Pauline Sauveur, Les yeux brodés

L’écri­ture sauve-t-elle ?

Pauline Sau­veur ne connaît pas l’insistance mais juste la déli­ca­tesse. Et c’est jus­te­ment par sa finesse impé­rieuse que ce livre prend : quelque chose force à suivre l’auteure-narratrice dans un mou­ve­ment d’espérance vers une libé­ra­tion dou­blé d’un empê­che­ment. Si bien que l’émotion intime prend ici une pers­pec­tive à la fois dure et vio­lente mais où les mots les plus durs créent la caresse comme celle d’une main sur un fes­ton.
La « sage et muette pou­pée coquette » (et cra­quante) se retrouve « clouée, inerte, chif­fon­née, un accroc recousu de fil bleu sur ta peau rose bon­bon ». Mais cet accroc — quoique fermé — ne « cica­trise » pas. Néan­moins, tout se dit avec humi­lité, force, humour (avec ce cri de révolte pour les ours fussent-ils en peluche).

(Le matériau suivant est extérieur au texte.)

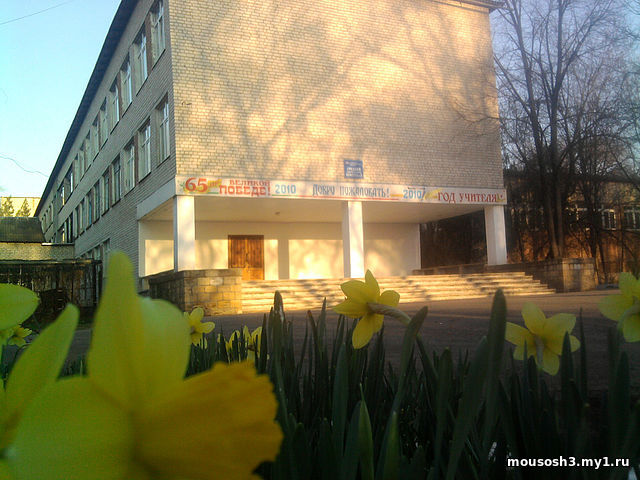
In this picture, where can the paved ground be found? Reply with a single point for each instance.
(459, 325)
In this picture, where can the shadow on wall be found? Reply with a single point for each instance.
(288, 89)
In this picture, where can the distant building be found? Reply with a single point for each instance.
(290, 138)
(11, 206)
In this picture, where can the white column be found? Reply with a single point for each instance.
(184, 233)
(496, 235)
(352, 240)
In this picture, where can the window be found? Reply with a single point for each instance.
(103, 128)
(163, 124)
(106, 190)
(114, 106)
(68, 184)
(68, 230)
(88, 152)
(140, 48)
(117, 186)
(61, 196)
(79, 227)
(157, 30)
(608, 217)
(144, 155)
(632, 218)
(97, 201)
(95, 139)
(126, 88)
(129, 167)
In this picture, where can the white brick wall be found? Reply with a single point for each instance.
(289, 88)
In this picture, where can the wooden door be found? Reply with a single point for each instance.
(247, 252)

Le corps est omni­pré­sent mais sans être « matière » à exhi­bi­tion. S’en per­çoivent les effets de pro­fon­deurs, de sur­faces, de lignes et pers­pec­tives Existe une sorte de dérive urbaine là où « la petite » est qui elle fut, ce qu’elle devient. La créa­trice nous ramène à des points de jonc­tion et d’achoppement, sans lamento mais selon des rafraî­chis­se­ments à la mémoire de la rai­son de vivre ou de ten­ter de le faire.
L’écriture dans sa ténuité inci­sive et alerte crée un che­min qui balance entre la brû­lure des ronces morales et la nudité du soleil rêvé. Il fend la nuit du passé et l’auteure l’élucide dans la lumière du pré­sent. Là où tout fut pour l’enfant obs­cur et résis­tant, Pau­line Sau­veur l’érige en une trans­pa­rence — ce qui ne veut pas dire que l’écriture la sauve pour autant. La lit­té­ra­ture semble deve­nir un art aussi rupestre que contemporain.

Le passé empiété crée d’étranges pers­pec­tives et struc­tures afin de mon­ter com­ment une vie se décrée au moment où elle devrait se réveiller. Tout cela dit sans haine car une telle « cou­seuse », repre­nant un fil pre­mier et par­fois un fil perdu, crée un point moins de croix que dis­crè­te­ment sen­suel. Pau­line Sau­veur sug­gère le sen­ti­ment dif­fus d’un étrange accom­plis­se­ment en deve­nir. Libé­rée des réfé­rences clas­siques de la psy­ché, l’auteure se « recoud » dans des « prises » d’espaces sour­de­ment rem­plis mais aussi nour­ris d’intervalles.
Le texte gagne en ouver­tures par de tels tra­cés comme si la main de la créa­trice le façon­nait « aveu­glé­ment » yeux ouverts, yeux fer­més en den­telles pour le faire appa­raître autrement.

jean-paul gavard-perret

Pau­line Sau­veur, Les yeux bro­dés, Jacques Fla­ment Edtions, 2018., 78 p. — 10,00 €.